To Dillon, the timing of Graves’ resignation reminded her of why she felt unheard by the Athletic Department in the first place.

“It just seems a little over-the-top almost, with trying to cover whatever it was that happened,” she said. “It’s just, yeah, the Athletic Department’s inability to recognize the severity of the hurt they’ve caused as a result of this. And their insistence on just sweeping it under the rug is just hurtful, it sucks.” 

Still, last year’s ordeal could provide a lesson for how to better handle future conflicts between coaches and students. 

“I feel as though the program as a whole, and as a department, would be better if they did acknowledge these sorts of things,” Dillon said. “Because I’m positive that this wasn’t the only scenario in coaching history where a coach abused their power.”

Dillon said that when hostile team environments aren’t acknowledged by the Athletic Department when students bring concerns to them, it sends a message that players should not take a stand even when they are made very uncomfortable.

“Because when you do say something, and you do try and take a stance and leave a team and try to go through all the appropriate steps to communicate with people, it doesn’t pay off,” she added.

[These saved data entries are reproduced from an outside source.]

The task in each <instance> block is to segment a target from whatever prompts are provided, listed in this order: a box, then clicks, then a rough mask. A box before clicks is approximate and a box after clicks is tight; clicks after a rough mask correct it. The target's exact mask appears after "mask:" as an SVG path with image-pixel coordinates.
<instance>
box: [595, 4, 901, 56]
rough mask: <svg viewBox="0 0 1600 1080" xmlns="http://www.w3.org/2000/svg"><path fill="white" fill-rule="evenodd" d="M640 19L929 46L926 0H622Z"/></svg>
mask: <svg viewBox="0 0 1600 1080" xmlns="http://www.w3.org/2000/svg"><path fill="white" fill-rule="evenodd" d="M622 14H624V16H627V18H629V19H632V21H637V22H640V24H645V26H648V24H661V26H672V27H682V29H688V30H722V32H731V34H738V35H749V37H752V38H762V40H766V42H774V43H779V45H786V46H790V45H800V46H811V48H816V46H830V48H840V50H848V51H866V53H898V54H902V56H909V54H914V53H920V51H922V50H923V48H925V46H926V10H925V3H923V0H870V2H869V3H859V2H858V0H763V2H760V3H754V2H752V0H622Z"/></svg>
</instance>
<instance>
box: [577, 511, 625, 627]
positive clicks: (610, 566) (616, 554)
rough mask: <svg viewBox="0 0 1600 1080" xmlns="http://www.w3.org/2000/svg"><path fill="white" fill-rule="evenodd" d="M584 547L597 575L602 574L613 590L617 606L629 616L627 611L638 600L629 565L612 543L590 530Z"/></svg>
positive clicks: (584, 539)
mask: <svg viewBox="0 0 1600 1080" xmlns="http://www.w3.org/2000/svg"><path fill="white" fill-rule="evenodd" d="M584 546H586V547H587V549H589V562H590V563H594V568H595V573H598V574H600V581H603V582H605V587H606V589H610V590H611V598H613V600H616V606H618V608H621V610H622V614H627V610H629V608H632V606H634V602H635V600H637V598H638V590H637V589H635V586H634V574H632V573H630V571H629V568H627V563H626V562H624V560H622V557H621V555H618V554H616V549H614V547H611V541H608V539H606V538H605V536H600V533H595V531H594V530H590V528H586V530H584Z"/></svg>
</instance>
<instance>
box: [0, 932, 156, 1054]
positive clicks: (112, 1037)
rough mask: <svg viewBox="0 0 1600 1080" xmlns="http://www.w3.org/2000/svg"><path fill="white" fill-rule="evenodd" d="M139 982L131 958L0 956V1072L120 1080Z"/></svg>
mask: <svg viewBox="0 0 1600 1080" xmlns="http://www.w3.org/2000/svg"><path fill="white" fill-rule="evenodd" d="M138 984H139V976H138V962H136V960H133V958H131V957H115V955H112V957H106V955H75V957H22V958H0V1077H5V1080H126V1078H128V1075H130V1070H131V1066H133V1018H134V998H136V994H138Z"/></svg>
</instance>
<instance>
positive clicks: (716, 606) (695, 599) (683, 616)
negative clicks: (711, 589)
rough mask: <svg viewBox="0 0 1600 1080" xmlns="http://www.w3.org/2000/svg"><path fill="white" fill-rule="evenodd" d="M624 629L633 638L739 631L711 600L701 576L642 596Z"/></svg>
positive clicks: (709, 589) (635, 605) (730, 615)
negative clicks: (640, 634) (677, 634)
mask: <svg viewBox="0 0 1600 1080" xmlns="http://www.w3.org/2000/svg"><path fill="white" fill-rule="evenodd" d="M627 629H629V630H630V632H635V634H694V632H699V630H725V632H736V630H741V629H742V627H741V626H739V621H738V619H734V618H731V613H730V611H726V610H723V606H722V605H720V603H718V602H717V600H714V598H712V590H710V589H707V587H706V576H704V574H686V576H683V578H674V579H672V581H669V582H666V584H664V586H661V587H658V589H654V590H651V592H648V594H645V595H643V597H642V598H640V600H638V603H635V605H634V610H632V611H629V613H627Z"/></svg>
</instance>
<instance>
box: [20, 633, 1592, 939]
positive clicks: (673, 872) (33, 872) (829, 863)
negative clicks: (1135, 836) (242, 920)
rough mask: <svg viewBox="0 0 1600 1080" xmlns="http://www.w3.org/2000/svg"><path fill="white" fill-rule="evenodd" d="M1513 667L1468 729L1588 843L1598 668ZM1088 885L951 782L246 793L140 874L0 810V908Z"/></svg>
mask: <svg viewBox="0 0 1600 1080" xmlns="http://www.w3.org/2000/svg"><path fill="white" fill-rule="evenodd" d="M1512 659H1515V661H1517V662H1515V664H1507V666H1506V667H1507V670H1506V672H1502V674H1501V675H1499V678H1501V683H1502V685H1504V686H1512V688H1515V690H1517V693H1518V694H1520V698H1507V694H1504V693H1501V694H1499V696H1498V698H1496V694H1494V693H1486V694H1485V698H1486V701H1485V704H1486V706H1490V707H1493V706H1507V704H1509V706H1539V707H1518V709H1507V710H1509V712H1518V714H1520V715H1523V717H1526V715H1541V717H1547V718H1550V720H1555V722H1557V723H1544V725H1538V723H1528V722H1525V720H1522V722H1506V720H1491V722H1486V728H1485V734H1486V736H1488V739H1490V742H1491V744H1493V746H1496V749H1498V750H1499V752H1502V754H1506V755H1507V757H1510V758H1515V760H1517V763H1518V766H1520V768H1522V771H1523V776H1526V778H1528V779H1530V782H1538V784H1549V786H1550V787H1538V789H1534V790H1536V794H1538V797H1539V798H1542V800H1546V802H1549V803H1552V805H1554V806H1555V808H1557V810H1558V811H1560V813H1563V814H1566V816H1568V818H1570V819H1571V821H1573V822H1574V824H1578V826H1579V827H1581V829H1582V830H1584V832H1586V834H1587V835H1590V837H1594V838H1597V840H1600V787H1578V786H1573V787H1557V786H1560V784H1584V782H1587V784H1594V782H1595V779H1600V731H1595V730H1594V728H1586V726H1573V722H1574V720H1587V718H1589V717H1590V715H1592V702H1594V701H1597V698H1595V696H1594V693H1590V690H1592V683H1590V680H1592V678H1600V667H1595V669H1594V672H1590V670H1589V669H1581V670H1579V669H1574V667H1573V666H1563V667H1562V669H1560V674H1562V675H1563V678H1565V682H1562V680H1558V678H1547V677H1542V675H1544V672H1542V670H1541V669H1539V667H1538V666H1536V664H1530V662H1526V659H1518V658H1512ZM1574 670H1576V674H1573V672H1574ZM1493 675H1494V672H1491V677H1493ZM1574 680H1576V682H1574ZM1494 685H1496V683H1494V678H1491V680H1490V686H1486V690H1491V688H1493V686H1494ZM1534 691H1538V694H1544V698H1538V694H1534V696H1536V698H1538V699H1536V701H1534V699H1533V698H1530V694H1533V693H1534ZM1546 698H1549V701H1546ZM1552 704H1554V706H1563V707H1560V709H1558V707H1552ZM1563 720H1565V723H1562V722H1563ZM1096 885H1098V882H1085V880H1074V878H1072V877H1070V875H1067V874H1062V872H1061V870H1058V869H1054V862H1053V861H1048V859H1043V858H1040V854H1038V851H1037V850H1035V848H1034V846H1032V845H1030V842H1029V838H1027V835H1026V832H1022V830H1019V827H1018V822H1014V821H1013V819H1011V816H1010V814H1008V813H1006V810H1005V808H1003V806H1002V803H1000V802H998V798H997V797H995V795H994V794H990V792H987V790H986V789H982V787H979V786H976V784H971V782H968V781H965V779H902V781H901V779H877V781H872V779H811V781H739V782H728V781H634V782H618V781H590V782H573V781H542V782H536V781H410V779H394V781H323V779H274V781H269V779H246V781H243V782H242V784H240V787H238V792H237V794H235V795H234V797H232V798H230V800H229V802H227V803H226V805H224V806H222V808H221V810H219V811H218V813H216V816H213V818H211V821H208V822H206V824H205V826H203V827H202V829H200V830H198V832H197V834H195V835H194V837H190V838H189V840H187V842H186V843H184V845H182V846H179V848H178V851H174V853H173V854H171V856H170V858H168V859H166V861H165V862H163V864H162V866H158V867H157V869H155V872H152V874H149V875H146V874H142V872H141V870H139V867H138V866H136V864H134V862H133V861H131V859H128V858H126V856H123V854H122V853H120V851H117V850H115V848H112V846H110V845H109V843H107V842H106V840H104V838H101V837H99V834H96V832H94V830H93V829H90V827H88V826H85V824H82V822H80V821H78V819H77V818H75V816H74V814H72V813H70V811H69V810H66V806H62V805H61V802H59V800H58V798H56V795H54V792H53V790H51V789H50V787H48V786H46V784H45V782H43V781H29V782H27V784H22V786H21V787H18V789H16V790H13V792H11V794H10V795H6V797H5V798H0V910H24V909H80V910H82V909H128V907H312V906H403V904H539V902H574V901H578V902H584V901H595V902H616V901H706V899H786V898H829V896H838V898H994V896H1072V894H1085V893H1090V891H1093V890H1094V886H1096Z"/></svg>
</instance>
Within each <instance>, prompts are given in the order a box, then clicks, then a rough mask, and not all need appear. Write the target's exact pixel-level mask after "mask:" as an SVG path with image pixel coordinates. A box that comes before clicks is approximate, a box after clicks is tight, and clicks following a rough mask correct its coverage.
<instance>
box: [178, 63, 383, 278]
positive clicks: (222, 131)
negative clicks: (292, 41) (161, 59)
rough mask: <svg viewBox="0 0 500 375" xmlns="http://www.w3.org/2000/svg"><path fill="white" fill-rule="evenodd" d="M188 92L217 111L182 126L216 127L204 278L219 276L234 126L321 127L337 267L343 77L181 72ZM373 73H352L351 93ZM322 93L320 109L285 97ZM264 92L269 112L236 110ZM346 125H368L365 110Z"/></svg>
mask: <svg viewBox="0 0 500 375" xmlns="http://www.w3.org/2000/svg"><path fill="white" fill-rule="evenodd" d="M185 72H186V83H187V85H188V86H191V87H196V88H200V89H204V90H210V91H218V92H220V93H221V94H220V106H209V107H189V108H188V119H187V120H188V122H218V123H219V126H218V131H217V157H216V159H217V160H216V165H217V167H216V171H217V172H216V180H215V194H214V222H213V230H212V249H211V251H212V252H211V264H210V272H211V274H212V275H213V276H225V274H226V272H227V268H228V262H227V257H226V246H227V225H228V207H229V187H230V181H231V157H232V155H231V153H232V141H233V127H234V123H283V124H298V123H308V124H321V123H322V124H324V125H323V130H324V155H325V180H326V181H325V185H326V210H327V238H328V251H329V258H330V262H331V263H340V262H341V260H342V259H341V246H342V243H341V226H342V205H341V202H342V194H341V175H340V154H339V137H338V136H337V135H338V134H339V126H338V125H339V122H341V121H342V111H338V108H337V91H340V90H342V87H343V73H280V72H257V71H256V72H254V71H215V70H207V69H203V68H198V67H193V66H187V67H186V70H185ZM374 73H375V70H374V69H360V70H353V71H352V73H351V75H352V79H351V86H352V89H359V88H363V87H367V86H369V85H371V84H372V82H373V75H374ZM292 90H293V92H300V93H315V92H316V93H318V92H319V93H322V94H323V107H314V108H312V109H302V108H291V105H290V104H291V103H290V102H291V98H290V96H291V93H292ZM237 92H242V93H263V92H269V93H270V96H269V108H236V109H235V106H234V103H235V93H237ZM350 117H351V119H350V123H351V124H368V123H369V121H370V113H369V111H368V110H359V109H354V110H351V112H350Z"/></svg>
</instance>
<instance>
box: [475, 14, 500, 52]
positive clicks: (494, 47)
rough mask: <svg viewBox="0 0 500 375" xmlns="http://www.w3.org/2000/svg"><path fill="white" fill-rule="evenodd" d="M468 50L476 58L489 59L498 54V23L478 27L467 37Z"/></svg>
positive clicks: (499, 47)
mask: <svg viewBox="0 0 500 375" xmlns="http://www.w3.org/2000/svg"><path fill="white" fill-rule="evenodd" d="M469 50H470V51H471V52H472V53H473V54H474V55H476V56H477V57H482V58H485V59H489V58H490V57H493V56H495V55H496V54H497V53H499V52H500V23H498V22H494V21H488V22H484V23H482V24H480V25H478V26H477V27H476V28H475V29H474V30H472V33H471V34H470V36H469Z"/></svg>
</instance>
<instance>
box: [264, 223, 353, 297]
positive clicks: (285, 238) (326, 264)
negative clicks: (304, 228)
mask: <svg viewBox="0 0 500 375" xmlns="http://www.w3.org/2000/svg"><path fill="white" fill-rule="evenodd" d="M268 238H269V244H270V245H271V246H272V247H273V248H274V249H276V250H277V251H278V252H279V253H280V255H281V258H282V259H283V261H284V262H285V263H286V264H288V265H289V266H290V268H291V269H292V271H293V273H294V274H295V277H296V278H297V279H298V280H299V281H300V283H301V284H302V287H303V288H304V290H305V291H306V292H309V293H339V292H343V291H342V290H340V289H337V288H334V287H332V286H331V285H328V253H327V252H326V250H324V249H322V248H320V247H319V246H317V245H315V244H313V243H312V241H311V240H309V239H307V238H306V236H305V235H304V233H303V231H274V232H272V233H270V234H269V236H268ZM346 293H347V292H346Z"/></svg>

Parmelee also feels that she is not alone in her experiences with the Athletic Department, and hopes that anyone who has problems with their coach knows they can come forward too. She said that after last March, student athletes came up to her and offered words of support.

“A lot of other athletes from different sports were coming up to me after the article that Abe [Asher ’20] wrote basically being like, ‘I’m like, so sorry about your experience. And also, my coach is not that great,’” she said. “So I think, hopefully, there’s more awareness that if your coach is doing a bad job or if you are really unhappy with what’s going on, you have a place to say something.”

In a statement to The Mac Weekly, Brooks re-emphasized his statement made on the athletics’ website.

“We are sad to see Sarah leave Macalester, but excited for her next adventure,” Brooks wrote. “Since her arrival, she has found ways to serve the college as a student-athlete, assistant coach, recruiting coordinator, head coach and alumni board member. Departures also create opportunities. We are currently in the process of posting the position and forming the search committee. We hope to have a successful candidate in place prior to the end of the academic year.”